Managing a list of risks is not risk management.

Continuously anticipating what might happen so you make informed and intelligent strategic and tactical decisions that will help you achieve enterprise objectives is risk management.

The periodic discussion by the board of a few significant sources of risk is not risk governance or oversight.

Obtaining assurance that management is effectively managing risk (what might happen) and making informed and intelligent decisions every day, combined with hearing from management on the more significant risks, is risk governance.

I welcome your comments. Do you like or dislike my ten principles? How would you improve them?

 

 

  1. April 29, 2019 at 1:47 AM

    Hi Norman,
    I like and agree with your principles. The Board should have adequate assurances from management the company is properly managed, but refrain from directly managing the company.

    Given, what I see as the biggest risk in business today – greed – I “love” your principle 4 around personal goals/benefits and long term sustainability of the company.
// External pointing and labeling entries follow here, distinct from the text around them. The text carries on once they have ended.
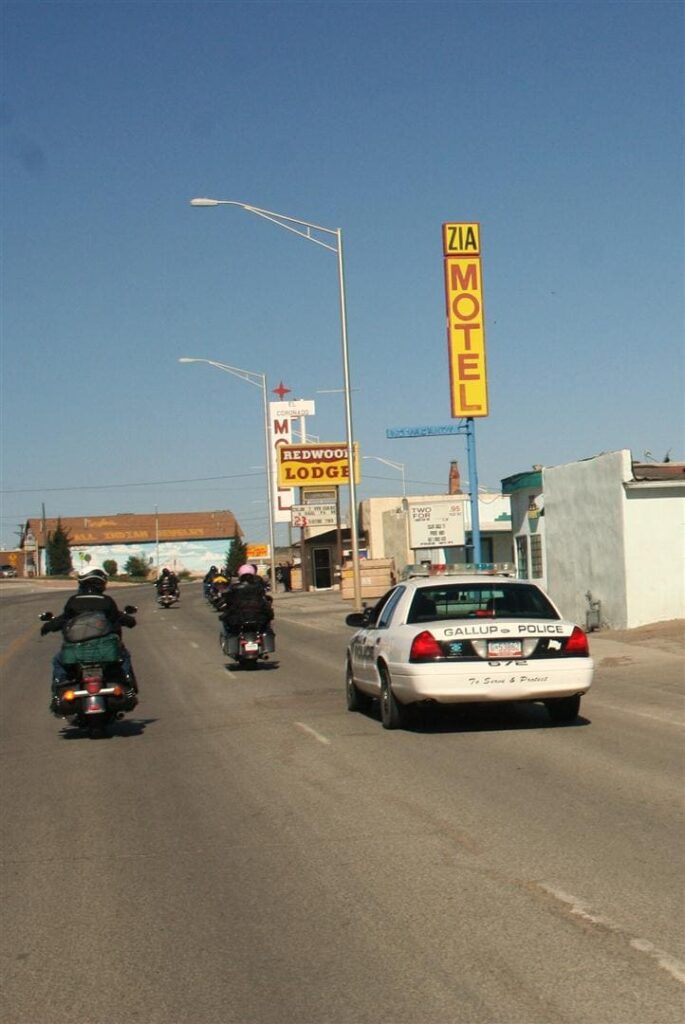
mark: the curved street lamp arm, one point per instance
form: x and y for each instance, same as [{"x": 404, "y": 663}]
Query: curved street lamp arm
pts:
[
  {"x": 282, "y": 219},
  {"x": 247, "y": 375}
]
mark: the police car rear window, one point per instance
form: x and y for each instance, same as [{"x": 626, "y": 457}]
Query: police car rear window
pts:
[{"x": 479, "y": 601}]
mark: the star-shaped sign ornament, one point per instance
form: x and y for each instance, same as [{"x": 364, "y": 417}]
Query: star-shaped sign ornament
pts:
[{"x": 281, "y": 390}]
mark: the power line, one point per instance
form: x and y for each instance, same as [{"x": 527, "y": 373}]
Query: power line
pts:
[{"x": 111, "y": 486}]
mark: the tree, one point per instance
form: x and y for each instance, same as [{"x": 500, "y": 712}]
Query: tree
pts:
[
  {"x": 57, "y": 552},
  {"x": 237, "y": 555},
  {"x": 136, "y": 566}
]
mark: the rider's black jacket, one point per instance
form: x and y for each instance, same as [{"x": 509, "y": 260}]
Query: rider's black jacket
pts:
[
  {"x": 79, "y": 603},
  {"x": 247, "y": 602}
]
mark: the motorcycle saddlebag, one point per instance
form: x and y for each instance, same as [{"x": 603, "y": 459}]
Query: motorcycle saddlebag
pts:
[{"x": 97, "y": 651}]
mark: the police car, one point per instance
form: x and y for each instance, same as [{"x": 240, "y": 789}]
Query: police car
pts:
[{"x": 447, "y": 639}]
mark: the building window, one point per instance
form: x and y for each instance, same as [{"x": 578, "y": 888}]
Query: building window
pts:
[
  {"x": 536, "y": 556},
  {"x": 522, "y": 557}
]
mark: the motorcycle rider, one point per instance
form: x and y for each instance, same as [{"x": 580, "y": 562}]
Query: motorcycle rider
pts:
[
  {"x": 247, "y": 601},
  {"x": 208, "y": 579},
  {"x": 168, "y": 581},
  {"x": 90, "y": 597}
]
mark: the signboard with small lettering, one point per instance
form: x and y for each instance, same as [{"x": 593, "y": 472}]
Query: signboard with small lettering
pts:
[{"x": 436, "y": 523}]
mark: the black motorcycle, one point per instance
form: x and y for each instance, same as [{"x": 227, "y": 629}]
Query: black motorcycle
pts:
[
  {"x": 248, "y": 645},
  {"x": 96, "y": 691}
]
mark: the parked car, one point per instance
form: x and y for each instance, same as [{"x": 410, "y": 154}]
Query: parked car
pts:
[{"x": 465, "y": 638}]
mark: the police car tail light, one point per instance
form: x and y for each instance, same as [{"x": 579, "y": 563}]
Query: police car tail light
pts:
[
  {"x": 425, "y": 647},
  {"x": 576, "y": 643}
]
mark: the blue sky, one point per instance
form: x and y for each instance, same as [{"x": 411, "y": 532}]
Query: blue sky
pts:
[{"x": 557, "y": 126}]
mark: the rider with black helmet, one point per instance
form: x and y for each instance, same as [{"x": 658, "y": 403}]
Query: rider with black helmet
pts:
[{"x": 90, "y": 597}]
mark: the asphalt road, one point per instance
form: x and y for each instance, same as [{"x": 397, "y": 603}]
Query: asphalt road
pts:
[{"x": 244, "y": 850}]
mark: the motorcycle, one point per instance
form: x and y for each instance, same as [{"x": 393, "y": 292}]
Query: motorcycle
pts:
[
  {"x": 96, "y": 691},
  {"x": 166, "y": 596},
  {"x": 250, "y": 645}
]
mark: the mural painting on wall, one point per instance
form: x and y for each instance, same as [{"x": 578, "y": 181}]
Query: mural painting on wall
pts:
[{"x": 190, "y": 556}]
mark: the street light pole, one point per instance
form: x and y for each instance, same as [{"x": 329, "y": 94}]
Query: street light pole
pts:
[
  {"x": 305, "y": 228},
  {"x": 259, "y": 380},
  {"x": 394, "y": 465}
]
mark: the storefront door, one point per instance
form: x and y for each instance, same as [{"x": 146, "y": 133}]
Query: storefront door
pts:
[{"x": 320, "y": 558}]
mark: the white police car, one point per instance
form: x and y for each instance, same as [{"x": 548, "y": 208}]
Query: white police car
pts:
[{"x": 465, "y": 638}]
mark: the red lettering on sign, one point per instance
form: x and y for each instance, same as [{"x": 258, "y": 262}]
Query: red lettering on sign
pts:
[
  {"x": 458, "y": 303},
  {"x": 463, "y": 402},
  {"x": 467, "y": 329},
  {"x": 459, "y": 279},
  {"x": 468, "y": 367}
]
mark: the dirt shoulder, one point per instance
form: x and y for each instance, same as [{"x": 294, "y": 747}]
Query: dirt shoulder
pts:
[{"x": 669, "y": 635}]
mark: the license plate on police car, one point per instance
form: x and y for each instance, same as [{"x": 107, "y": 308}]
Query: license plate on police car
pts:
[{"x": 505, "y": 648}]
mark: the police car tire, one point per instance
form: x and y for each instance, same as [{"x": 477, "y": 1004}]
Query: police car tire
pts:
[
  {"x": 354, "y": 698},
  {"x": 393, "y": 715}
]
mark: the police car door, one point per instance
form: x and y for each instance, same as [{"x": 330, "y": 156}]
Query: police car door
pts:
[{"x": 378, "y": 640}]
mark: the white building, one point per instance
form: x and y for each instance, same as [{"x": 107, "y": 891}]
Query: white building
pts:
[{"x": 611, "y": 538}]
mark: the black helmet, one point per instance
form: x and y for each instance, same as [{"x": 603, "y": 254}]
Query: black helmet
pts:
[{"x": 95, "y": 580}]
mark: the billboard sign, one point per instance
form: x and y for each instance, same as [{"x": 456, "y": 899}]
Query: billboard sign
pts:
[
  {"x": 314, "y": 515},
  {"x": 302, "y": 465},
  {"x": 257, "y": 552},
  {"x": 466, "y": 327},
  {"x": 295, "y": 409},
  {"x": 448, "y": 428},
  {"x": 436, "y": 523}
]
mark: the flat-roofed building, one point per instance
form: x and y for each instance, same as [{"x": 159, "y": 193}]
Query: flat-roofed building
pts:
[{"x": 182, "y": 541}]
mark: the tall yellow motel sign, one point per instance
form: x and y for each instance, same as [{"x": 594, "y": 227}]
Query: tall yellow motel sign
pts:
[{"x": 466, "y": 327}]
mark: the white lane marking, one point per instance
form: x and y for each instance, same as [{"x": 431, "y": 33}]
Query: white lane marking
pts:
[
  {"x": 640, "y": 714},
  {"x": 312, "y": 732},
  {"x": 668, "y": 963}
]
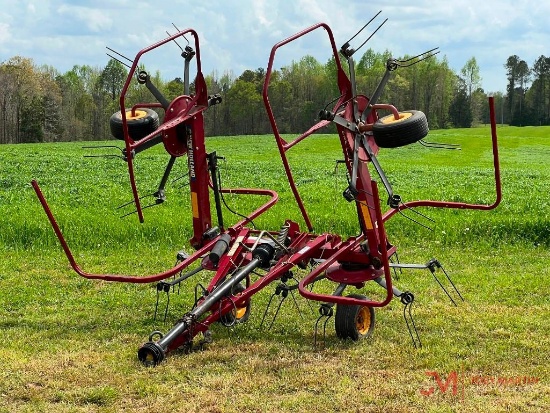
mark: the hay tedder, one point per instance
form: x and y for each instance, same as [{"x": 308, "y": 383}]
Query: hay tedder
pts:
[{"x": 244, "y": 259}]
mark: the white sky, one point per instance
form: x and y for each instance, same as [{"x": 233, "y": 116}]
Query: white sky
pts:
[{"x": 238, "y": 35}]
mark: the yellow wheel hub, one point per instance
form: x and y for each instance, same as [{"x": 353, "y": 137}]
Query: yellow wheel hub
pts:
[
  {"x": 391, "y": 118},
  {"x": 138, "y": 114},
  {"x": 363, "y": 320}
]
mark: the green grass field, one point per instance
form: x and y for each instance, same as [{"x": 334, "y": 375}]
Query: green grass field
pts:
[{"x": 70, "y": 343}]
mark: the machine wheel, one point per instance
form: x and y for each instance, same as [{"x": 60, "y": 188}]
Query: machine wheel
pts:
[
  {"x": 354, "y": 321},
  {"x": 239, "y": 314},
  {"x": 411, "y": 126},
  {"x": 142, "y": 124}
]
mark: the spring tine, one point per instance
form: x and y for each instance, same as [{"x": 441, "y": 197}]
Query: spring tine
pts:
[
  {"x": 266, "y": 310},
  {"x": 412, "y": 324},
  {"x": 316, "y": 330},
  {"x": 450, "y": 280},
  {"x": 443, "y": 288},
  {"x": 296, "y": 304},
  {"x": 325, "y": 329},
  {"x": 156, "y": 305},
  {"x": 418, "y": 58},
  {"x": 167, "y": 304},
  {"x": 277, "y": 311}
]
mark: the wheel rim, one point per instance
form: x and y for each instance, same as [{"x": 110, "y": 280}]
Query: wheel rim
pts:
[
  {"x": 391, "y": 119},
  {"x": 363, "y": 320},
  {"x": 138, "y": 114}
]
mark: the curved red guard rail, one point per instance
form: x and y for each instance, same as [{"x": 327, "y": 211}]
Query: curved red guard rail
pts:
[
  {"x": 150, "y": 278},
  {"x": 464, "y": 205},
  {"x": 343, "y": 85},
  {"x": 129, "y": 143},
  {"x": 304, "y": 282}
]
    I also agree that addressing the likelihood of (not) meeting targets is a much stronger than any absolute value risk tolerance statement – it will also drive a better discussion between management and board.

  2. April 29, 2019 at 8:31 AM

    I particularly like this part:
    „management will take appropriate action if and when the likelihood of achieving objectives falls below acceptable levels.“ This is a much better framing of the effects of risks than regarding individual risks and deciding upon action depending on their magnitude (however well or badly measured) as it is too often the case.

  3. April 29, 2019 at 1:26 PM

    Great list. I suspect the Chair wants to talk about actual risks facing the business and not just the risk management process, hence the disconnect. You might separate the agenda along those lines to clarify how much time for each.

    I think of risk along the COSO lines of strategic/operational, financial reporting, and legal/regulatory, so that may also be helpful in determining how much time the client wants to spend on each bucket.

    Maturity in financial reporting is probably solid, with dozens of risk statements linked to controls as part of SOX. Legal is hopefully the same, with controls linked to laws or frameworks (e.g., InfoSec and privacy controls to Trust Services Criteria and GDPR articles). So hopefully the agenda for those can be shown with a simple process maturity model for those areas or equivalent slide showing functions or businesses down the side and risk management process attributes across the top.

    Good luck!

  4. Anonymous
    April 29, 2019 at 1:34 PM

    Dear Norman, I particularly like the statement in point #2, that the management would take appropriate action when “likelihood of achieving objectives falls below acceptable levels”. It’s definitely a much clearer and more specific “yardstick” than trying to define the risk appetite. Unfortunately, some would use the risk appetite as “buzz word” with no substance and struggle to define what exactly they mean. I also like point#3 which emphasize the need for “scenario planning” for every option that management would present to the Board.

  5. Mike Corcoran
    April 29, 2019 at 6:11 PM

    How to validate and express to get impact. Or, not?

    • Norman Marks
      April 29, 2019 at 7:30 PM

      Mike, could you help me understand what you mean?